Beta cell-immune cell crosstalk in T1D
β-cell stress can influence immune cell activity and function in the pancreas through a multitude of mechanisms. For example, ER stress interferes with major histocompatibility complex (MHC) class I protein surface expression and peptide presentation, thus differentially regulating expression of ER- versus cytosol-derived peptide. ER stress can lead to formation of neoantigens that can trigger autoimmunity. During cellular stress, ER chaperones that are typically retained in the ER can be translocated to the cell surface and act as an “eat me” signal. These proteins can also be released from chronically stressed and dying cells and activate the immune system. Moreover, in addition to the immune effectors, β-cells themselves secrete chemokines and contribute to the early steps of immune cell recruitment, activation, and inflammation.

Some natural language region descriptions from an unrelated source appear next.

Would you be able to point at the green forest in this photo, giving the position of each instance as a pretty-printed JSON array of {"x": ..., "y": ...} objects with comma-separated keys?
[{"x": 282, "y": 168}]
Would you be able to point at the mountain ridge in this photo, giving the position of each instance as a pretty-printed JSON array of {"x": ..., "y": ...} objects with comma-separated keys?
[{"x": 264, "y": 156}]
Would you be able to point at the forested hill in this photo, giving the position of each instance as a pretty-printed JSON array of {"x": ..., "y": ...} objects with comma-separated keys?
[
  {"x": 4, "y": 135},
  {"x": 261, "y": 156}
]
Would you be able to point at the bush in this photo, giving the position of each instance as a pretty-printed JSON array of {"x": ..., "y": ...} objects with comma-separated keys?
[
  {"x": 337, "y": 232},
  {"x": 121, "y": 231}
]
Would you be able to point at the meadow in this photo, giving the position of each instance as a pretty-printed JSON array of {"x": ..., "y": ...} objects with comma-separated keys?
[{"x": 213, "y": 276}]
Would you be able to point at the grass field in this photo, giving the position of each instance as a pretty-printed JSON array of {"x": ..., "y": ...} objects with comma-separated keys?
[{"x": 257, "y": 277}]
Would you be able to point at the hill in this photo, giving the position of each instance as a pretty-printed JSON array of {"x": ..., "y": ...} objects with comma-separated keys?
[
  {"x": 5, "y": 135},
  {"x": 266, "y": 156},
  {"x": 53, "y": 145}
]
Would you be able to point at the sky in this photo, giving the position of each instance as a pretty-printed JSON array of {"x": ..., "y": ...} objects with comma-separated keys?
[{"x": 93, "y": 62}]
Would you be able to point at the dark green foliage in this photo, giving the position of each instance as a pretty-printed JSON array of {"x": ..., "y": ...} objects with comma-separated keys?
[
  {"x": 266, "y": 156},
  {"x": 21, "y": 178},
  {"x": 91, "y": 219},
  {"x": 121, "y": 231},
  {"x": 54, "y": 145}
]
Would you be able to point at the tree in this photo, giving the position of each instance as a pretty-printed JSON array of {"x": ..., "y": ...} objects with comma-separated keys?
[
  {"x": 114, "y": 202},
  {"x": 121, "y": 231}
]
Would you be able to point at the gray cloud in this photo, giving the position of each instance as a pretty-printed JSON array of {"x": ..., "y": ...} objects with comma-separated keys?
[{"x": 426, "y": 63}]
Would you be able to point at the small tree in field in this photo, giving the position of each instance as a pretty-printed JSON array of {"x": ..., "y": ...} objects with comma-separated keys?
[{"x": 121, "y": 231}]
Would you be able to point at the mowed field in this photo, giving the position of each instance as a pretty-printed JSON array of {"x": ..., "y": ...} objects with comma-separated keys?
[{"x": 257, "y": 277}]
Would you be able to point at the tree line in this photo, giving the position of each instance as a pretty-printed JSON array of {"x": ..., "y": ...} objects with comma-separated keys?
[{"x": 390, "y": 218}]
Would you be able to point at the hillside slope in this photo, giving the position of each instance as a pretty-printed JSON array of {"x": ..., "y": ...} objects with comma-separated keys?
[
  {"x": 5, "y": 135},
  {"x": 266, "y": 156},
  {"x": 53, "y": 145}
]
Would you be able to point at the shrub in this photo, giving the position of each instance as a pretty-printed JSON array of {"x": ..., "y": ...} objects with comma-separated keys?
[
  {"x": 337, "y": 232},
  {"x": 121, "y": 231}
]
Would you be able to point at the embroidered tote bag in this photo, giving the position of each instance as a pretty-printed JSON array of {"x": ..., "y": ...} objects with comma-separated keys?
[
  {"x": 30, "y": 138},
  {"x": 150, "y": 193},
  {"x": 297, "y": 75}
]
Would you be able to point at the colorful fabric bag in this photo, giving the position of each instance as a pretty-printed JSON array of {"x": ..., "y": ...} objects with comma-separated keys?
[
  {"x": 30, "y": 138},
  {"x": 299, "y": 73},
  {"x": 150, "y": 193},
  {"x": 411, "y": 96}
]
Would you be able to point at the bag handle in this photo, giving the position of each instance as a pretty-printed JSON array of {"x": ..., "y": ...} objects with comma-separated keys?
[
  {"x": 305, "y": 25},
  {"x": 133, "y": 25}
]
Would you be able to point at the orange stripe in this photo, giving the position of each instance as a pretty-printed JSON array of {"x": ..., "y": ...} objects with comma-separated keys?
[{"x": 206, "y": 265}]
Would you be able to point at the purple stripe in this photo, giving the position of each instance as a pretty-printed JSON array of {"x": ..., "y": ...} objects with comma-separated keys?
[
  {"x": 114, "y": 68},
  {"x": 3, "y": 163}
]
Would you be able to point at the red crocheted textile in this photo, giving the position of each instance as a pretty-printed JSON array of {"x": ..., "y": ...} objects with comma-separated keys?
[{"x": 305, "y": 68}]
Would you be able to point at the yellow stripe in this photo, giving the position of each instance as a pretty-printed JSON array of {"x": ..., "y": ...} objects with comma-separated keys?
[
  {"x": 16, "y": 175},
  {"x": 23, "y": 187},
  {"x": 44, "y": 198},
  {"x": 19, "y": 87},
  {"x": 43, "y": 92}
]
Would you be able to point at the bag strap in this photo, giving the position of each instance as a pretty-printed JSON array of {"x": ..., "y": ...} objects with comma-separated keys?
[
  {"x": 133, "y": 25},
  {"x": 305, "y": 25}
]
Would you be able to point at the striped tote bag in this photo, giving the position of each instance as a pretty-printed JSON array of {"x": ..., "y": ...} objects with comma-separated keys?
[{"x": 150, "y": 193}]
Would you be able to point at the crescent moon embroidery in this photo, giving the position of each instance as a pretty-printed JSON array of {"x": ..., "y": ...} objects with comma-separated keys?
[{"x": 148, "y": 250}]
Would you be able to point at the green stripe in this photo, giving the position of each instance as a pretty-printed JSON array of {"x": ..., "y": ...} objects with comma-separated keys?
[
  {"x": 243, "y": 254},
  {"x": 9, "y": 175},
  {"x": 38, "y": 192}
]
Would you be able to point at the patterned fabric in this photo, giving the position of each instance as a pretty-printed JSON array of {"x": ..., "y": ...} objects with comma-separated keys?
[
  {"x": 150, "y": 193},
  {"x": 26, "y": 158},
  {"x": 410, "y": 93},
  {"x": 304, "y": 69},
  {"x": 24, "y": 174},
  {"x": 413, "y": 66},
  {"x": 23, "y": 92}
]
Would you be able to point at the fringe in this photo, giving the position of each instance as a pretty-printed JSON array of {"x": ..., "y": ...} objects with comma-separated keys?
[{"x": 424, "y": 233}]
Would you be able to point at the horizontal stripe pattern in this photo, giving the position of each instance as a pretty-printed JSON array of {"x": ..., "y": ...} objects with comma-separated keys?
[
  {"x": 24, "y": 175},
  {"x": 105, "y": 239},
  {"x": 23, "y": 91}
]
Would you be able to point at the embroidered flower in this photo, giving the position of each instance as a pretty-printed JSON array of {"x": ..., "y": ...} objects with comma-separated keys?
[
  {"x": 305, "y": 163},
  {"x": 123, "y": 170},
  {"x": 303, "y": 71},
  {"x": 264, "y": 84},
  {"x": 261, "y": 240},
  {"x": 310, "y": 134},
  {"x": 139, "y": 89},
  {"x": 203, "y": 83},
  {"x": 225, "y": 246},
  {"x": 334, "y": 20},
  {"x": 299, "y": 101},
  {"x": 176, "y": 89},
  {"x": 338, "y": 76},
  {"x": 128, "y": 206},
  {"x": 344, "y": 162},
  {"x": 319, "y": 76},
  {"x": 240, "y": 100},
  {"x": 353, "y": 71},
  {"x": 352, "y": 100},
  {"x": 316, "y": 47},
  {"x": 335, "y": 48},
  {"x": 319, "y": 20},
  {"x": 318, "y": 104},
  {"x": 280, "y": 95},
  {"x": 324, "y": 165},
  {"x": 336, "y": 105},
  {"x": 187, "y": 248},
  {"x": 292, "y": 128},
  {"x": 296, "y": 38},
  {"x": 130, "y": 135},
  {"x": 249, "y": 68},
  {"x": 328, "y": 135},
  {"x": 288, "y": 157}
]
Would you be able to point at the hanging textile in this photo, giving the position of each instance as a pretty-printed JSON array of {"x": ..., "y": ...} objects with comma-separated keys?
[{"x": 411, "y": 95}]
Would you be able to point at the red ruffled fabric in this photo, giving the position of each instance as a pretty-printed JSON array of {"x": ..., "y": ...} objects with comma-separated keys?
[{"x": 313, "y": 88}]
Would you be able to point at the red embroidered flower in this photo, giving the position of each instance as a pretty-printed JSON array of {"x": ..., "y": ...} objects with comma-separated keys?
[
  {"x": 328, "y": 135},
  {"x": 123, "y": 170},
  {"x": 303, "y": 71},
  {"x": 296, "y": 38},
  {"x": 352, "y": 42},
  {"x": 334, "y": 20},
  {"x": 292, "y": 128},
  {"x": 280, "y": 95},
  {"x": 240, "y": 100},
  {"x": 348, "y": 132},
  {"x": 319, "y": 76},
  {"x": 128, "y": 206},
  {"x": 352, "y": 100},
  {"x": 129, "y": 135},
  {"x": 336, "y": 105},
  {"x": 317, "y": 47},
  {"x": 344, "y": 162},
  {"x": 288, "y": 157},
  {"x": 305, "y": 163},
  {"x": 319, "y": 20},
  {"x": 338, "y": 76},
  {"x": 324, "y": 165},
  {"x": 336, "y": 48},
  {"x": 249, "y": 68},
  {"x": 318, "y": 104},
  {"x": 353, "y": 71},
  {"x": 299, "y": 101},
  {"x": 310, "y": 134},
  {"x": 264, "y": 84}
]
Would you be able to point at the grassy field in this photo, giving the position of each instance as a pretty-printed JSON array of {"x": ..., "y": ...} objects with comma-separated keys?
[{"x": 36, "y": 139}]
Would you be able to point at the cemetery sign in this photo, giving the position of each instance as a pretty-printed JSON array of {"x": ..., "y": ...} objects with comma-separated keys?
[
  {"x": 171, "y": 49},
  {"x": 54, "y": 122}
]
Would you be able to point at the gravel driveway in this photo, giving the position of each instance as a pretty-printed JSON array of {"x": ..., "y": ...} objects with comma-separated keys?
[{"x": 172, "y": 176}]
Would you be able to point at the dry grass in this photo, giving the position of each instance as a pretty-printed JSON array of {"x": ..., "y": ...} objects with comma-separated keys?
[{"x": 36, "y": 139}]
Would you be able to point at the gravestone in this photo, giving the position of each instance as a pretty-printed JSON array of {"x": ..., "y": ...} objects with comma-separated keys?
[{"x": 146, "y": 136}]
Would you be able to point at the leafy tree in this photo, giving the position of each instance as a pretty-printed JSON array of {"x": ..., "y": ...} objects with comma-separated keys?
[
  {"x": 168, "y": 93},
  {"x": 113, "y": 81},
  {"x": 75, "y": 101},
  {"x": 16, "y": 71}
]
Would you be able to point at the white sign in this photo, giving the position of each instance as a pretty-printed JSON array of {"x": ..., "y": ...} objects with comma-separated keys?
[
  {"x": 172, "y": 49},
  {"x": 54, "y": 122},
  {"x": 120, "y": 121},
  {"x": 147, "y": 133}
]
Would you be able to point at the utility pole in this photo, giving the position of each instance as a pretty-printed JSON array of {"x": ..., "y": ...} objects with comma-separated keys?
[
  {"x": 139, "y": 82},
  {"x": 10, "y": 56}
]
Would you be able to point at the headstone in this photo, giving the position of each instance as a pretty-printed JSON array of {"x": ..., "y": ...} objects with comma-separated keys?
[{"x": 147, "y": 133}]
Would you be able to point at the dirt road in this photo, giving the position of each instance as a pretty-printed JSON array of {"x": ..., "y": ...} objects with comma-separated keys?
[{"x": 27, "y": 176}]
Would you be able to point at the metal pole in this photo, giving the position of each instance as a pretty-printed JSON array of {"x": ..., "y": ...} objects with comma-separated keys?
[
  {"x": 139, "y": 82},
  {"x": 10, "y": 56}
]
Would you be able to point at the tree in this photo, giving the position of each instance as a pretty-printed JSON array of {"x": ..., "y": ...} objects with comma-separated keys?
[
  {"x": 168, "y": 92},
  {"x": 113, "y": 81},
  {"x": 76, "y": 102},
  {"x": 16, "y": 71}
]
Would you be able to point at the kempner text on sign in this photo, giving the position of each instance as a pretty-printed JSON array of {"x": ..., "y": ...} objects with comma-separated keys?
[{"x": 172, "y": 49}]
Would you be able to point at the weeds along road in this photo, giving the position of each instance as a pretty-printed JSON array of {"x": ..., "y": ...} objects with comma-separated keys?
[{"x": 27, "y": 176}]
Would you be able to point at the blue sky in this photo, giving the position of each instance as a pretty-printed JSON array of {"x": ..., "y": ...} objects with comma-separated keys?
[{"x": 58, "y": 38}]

We recently showed that the deletion of the unfolded protein response (UPR) genes Atf6α or Ire1α in β-cells of non-obese diabetic (NOD) mice prior to initiation of islet inflammation (insulitis) generates a p21-driven early senescence phenotype and alters the β-cell secretome that significantly enhances the leukemia inhibitory factor (LIF)-mediated recruitment of M2 macrophages to pancreatic islets. Consequently, M2 macrophages promote anti-inflammatory responses and immune surveillance that cause the resolution of islet inflammation, the removal of terminally senesced β-cells, reduction of β-cell apoptosis, and protection against T1D (Lee et al., Cell Metab 2023).
Our knowledge on the interaction of the senescent β-cell and immune cells in T1D is limited. Several important questions remain unanswered. For example: Which immune cell types do play a role in senescent cell immunesurveillance? What are the molecular signatures of immune subtypes involved in senescent cell clearance? Are there sex-dependent differences in UPR-deficient β-cells’ interaction with islet infiltrated/resident immune cells? Answering these questions holds great importance for targeting immunosurveillance in the clinic setting.